Limb mesenchyme-specific Tfam knockout (Tfam;Prx1-Cre: Tfam-cKO) mice were analyzed morphologically and histologically, and gene expressions in the limb bones were assessed by in situ hybridization, qPCR, and RNA sequencing (RNA-seq). Moreover, we analyzed the mitochondrial function of osteoblasts in Tfam-cKO mice using mitochondrial membrane potential assay and transmission electron microscopy (TEM). We investigated the pathogenesis of spontaneous bone fractures using immunohistochemical analysis, TEM, birefringence analyzer, microbeam X-ray diffractometer and nanoindentation.

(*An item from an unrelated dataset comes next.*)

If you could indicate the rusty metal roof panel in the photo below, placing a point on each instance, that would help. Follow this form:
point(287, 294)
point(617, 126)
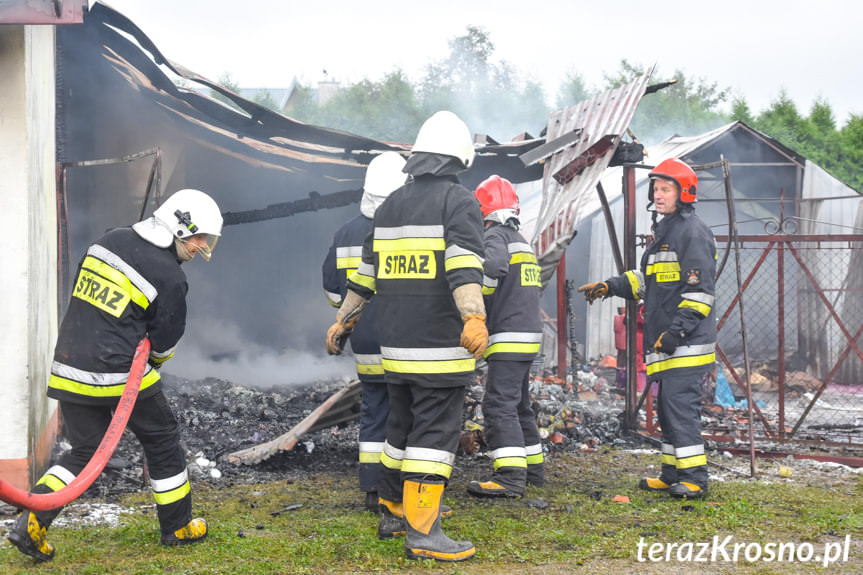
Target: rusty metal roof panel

Forelimbs in Tfam-cKO mice were significantly shortened from birth, and spontaneous fractures occurred after birth, resulting in severe limb deformities. Histological and RNA-seq analyses showed that bone hypoplasia with a decrease in matrix mineralization was apparent, and the expression of type I collagen and osteocalcin was decreased in osteoblasts of Tfam-cKO mice, although Runx2 expression was unchanged. Decreased type I collagen deposition and mineralization in the matrix of limb bones in Tfam-cKO mice were associated with marked mitochondrial dysfunction. Tfam-cKO mice bone showed a significantly lower Young's modulus and hardness due to poor apatite orientation which is resulted from decreased osteocalcin expression.

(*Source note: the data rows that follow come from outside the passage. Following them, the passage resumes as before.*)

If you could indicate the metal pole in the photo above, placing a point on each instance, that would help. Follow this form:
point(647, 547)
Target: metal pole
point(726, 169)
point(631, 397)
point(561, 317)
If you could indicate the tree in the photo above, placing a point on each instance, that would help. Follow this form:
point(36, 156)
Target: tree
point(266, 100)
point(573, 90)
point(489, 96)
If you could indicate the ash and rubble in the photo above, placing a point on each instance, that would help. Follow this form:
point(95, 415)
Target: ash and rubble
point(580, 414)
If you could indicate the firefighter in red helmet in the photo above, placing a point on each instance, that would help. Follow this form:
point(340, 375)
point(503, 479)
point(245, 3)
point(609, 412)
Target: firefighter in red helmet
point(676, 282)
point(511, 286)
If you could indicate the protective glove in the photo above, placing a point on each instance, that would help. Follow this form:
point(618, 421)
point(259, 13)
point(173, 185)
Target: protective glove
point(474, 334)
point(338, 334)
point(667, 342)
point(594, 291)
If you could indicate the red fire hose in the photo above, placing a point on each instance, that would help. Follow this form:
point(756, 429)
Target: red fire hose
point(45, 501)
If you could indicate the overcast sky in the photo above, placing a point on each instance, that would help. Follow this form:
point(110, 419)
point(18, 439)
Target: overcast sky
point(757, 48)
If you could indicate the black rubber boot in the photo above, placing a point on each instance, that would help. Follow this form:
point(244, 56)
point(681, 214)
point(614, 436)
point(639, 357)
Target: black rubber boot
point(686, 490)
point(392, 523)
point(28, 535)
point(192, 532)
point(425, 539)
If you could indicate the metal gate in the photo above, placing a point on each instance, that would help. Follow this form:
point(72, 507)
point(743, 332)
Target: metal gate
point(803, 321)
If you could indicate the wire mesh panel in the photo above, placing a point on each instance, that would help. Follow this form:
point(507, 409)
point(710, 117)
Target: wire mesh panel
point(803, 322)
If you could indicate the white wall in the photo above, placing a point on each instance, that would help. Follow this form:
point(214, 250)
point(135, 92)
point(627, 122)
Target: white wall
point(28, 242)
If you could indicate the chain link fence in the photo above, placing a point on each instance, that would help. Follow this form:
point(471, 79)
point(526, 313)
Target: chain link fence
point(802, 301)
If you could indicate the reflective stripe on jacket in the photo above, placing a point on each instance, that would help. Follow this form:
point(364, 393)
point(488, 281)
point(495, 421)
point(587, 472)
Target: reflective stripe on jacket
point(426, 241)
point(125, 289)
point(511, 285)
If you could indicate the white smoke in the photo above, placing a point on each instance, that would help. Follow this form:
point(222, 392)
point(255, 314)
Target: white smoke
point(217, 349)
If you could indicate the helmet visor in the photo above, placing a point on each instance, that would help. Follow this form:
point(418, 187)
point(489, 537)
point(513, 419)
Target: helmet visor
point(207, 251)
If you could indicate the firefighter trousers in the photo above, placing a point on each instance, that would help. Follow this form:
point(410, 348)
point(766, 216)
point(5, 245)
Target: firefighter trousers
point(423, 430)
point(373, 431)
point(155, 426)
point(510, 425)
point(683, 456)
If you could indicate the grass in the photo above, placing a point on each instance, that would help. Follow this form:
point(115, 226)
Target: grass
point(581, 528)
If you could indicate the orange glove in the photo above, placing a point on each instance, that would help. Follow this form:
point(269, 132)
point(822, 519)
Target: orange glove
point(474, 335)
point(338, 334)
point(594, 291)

Mice with limb mesenchyme-specific Tfam deletions exhibited spontaneous limb bone fractures, resulting in severe limb deformities. Bone fragility was caused by poor apatite orientation owing to impaired osteoblast differentiation and maturation.
成骨细胞合成骨基质和协调骨骼矿化需要大量的能量。本研究分析了线粒体功能障碍对小鼠四肢骨形成、胶原和磷灰石纳米组织以及由此产生的机械功能的影响。

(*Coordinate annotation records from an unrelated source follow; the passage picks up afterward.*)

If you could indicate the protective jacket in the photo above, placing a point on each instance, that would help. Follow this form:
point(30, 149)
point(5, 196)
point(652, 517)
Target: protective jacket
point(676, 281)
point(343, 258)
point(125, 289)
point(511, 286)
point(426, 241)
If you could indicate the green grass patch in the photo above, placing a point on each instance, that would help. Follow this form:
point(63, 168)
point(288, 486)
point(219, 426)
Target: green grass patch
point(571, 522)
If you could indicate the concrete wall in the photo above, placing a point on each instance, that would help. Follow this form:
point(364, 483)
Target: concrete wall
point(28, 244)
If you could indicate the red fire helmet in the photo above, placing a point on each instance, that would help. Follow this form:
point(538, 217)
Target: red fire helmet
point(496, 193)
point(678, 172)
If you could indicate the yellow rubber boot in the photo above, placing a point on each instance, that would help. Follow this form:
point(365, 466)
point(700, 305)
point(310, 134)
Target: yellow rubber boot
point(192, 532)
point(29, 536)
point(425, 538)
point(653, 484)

分析了肢体间质特异性 Tfam 敲除(Tfam;Prx1-Cre: Tfam-cKO)小鼠的形态和组织学特征,并通过原位杂交、qPCR 和 RNA 测序(RNA-seq)评估肢体骨骼中的基因表达。此外,我们使用线粒体膜电位测定法和透射电子显微镜(TEM)分析了 Tfam-cKO 小鼠成骨细胞的线粒体功能。我们使用免疫组织化学分析、TEM、双折射分析仪、微束 X 射线衍射仪和纳米压痕法研究自发性骨折的发病机制。
Tfam-cKO 小鼠的前肢从出生起就明显缩短,出生后发生自发性骨折,导致严重的肢体畸形。组织学和 RNA-seq 分析表明,骨发育不良伴基质矿化减少,Tfam-cKO 小鼠成骨细胞中 I 型胶原和骨钙素的表达减少,尽管 Runx2 表达不变。Tfam-cKO 小鼠肢体骨骼中 I 型胶原沉积和基质矿化减少与明显的线粒体功能障碍有关。由于骨钙素表达减少,Tfam-cKO 小鼠的骨骼表现出明显较低的杨氏模量和硬度,这是由于磷灰石取向较差所致。
肢体间质特异性 Tfam 缺失的小鼠表现出自发性肢体骨骨折,导致严重的肢体畸形。骨脆弱是由于成骨细胞分化和成熟受损导致磷灰石取向不良所致。